- Company Name
- Cerebras Systems
- Job Title
- Applied Machine Learning Research Scientist
- Job Description
-
Job Title: Applied Machine Learning Research Scientist
Role Summary:
Develop and optimize end‑to‑end machine learning pipelines for large language models (LLMs) on a wafer‑scale AI platform. Translate research ideas into production‑ready systems, focusing on training, fine‑tuning, reinforcement learning post‑training, evaluation, and performance tuning.
Expectations:
- Deliver high‑quality, maintainable code that scales to large datasets and distributed training.
- Achieve measurable improvements in model performance and training efficiency.
- Collaborate with researchers and senior engineers to translate research insights into scalable solutions.
- Maintain rigorous testing and evaluation standards across tasks and domains.
Key Responsibilities:
- Apply post‑training techniques (RLVR, RLHF, GRPO, etc.) to boost model performance.

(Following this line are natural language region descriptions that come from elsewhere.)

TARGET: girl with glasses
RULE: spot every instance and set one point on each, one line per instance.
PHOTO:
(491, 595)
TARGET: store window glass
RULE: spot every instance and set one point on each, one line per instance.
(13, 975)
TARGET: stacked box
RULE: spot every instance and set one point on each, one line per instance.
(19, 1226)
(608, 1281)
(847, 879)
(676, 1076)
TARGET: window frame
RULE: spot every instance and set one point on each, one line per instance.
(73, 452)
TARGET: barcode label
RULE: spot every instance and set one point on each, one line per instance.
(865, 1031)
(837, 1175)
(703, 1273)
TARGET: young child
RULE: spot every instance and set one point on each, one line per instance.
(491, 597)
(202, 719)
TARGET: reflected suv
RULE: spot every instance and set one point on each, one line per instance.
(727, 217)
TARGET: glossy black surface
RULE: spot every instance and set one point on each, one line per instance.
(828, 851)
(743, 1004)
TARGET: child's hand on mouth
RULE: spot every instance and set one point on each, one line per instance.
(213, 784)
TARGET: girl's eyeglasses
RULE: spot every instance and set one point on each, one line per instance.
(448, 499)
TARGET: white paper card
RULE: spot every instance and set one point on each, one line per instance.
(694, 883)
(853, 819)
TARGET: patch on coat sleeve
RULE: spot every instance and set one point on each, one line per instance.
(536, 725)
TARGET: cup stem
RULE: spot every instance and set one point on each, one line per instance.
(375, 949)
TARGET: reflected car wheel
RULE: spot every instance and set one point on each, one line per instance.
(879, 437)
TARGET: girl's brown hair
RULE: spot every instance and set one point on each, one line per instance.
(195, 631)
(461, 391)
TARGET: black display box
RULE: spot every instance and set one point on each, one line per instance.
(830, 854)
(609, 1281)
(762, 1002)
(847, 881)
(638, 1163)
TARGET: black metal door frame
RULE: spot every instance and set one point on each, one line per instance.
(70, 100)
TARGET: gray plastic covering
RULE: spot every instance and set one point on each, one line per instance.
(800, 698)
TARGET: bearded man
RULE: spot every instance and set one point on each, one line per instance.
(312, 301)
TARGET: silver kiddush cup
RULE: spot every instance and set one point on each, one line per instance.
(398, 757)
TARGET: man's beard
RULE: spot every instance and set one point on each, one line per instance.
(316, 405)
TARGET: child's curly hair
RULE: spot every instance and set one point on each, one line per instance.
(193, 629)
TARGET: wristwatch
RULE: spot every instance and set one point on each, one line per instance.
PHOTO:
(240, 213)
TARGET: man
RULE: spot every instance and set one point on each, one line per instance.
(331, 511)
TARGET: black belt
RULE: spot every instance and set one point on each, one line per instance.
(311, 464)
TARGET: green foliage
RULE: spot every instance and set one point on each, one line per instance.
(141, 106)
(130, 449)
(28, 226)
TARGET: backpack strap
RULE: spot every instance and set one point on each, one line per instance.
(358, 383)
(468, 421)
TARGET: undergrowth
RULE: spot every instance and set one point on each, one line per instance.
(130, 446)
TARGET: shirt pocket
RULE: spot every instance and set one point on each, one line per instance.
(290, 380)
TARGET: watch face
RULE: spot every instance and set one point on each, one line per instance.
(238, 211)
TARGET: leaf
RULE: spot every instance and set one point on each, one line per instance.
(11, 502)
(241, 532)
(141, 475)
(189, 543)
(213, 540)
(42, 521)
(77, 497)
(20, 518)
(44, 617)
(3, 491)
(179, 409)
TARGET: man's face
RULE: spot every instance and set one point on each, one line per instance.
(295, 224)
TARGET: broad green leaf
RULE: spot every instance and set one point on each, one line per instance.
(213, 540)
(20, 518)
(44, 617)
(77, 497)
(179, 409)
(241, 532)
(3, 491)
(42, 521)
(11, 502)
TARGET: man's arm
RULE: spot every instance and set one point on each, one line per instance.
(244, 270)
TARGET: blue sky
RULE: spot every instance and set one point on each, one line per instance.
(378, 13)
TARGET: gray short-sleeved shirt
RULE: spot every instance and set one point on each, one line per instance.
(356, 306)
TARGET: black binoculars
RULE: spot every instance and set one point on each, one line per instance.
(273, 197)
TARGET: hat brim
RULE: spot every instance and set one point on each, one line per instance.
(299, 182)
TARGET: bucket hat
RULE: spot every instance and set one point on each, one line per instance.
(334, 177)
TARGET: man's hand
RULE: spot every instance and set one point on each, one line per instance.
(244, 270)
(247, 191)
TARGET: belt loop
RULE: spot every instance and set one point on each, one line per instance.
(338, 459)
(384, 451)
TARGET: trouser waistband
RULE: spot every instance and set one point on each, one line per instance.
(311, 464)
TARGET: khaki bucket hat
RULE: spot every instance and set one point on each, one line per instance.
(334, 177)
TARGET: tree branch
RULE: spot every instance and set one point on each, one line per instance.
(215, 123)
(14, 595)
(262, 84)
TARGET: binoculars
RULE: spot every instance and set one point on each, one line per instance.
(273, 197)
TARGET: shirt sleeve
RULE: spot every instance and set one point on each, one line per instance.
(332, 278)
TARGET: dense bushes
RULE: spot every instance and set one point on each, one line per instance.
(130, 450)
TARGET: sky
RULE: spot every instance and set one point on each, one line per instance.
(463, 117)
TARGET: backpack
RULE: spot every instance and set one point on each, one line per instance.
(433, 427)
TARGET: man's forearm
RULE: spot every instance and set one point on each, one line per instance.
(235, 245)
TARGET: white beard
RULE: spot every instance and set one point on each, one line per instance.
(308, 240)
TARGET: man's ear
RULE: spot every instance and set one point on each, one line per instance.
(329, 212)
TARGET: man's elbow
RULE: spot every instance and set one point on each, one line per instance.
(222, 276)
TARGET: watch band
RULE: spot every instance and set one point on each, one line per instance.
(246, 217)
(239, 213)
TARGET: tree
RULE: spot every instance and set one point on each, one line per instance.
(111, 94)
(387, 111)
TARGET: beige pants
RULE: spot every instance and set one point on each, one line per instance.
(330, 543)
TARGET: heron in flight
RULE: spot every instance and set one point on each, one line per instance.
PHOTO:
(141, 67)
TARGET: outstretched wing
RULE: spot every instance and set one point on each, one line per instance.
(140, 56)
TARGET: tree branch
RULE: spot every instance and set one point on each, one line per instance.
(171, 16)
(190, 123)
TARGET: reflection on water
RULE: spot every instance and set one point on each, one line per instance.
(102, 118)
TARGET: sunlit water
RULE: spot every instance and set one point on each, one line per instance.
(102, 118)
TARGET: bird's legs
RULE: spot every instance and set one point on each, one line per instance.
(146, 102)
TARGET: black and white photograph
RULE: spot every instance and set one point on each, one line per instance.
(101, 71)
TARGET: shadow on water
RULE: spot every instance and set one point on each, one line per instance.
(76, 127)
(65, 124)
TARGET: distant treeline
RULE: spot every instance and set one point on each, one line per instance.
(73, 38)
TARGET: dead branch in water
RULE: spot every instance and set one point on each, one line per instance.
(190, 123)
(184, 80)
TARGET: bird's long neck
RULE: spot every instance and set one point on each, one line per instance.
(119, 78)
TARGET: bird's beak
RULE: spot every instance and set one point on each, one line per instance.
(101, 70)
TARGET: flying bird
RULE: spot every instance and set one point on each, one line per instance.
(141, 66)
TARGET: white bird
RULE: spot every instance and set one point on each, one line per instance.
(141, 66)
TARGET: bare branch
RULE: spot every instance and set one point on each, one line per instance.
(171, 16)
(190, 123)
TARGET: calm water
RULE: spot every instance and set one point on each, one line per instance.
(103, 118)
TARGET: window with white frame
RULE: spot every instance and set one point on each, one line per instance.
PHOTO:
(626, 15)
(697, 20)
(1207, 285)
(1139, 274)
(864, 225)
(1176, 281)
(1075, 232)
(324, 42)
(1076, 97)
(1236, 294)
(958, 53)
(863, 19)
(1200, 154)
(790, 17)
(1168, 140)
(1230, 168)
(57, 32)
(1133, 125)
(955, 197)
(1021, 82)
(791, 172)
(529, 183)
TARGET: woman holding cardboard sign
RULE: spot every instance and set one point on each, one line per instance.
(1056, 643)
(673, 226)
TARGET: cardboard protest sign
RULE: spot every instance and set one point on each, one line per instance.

- Build, maintain, and extend evaluation pipelines for multi‑domain LLM metrics.
- Debug end‑to‑end ML stack issues, including data ingestion, training jobs, precision handling, and model outputs.
- Design, implement, and scale pipelines for pretraining, fine‑tuning, alignment, and reinforcement learning stages.
- Manage large datasets: generation, filtering, synthetic augmentation, and data pipeline optimization.
- Optimize training and inference workflows for speed, efficiency, and reliability on wafer‑scale hardware.
- Contribute high‑quality, maintainable code to shared infrastructure and open‑source projects where applicable.
Required Skills:
- Strong programming in Python with experience in PyTorch.
- Solid foundation in machine learning fundamentals and deep‑learning architectures (especially transformers).
- Ability to read, interpret, and implement concepts from contemporary ML research papers.
- Experience debugging and optimizing ML systems across data pipelines, training jobs, and model inference.
- Familiarity with distributed training frameworks (e.g., FSDP, Megatron).
- Experience working with large‑scale datasets and data pipelines.
- Knowledge of reinforcement learning concepts and post‑training methods.
Required Education & Certifications:
- Bachelor’s or Master’s degree in Computer Science, Engineering, or a related field.
- 0–5 years of experience (internships, research, or industry) in machine learning systems.